Reduce bandwidth usage of PNG transfers over HTTP with this one weird trick

Summary

Basically the idea is: If the browser says it supports Content-Encoding: br, don't compress PNG IDAT chunks (more precisely, store them all with DEFLATE Non-compressed blocks) and compress the whole file with Brotli instead.
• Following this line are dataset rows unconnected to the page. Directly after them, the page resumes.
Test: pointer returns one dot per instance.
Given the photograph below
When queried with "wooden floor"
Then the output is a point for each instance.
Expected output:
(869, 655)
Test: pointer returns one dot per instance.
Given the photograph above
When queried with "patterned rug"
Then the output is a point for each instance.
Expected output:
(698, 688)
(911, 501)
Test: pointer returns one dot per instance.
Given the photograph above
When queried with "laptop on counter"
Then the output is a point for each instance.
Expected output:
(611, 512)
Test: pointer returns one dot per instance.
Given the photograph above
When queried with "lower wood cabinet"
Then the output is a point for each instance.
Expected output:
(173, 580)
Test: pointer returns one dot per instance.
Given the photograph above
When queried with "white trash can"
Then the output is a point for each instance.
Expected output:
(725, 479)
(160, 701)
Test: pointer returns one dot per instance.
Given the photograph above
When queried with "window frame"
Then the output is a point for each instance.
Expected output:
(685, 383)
This was a one-day weekend hobby project; it has nothing to do with my employer, and it's probably safe to consider this project "abandoned as soon as it was put on the web". I have no idea how this impacts things like browser RAM usage. I have, in general, not really properly evaluated this in any way.

Explanation

PNG files consist almost entirely of a big DEFLATE-compressed block (see RFC 2083, section 5), plus some metadata. This DEFLATE-compressed block contains all the scanlines (in other words, rows of pixels) that make up the image, with each scanline preprocessed using one of five different filters which don't change the size of data but encode it differently (see RFC 2083, section 6), which is intended to make the data more easily compressible with DEFLATE.

HTTP can reduce the size of response bodies using the Content-Encoding mechanism. There are two main compression algorithms used with that mechanism:

The usual advice is that you shouldn't be using this for things like PNG images because they have already been compressed; but actually, since a PNG image is almost entirely just a DEFLATE-compressed file, we can rewrite the DEFLATE stream inside the PNG file to just store data verbatim without compression and then apply Brotli compression at the HTTP layer.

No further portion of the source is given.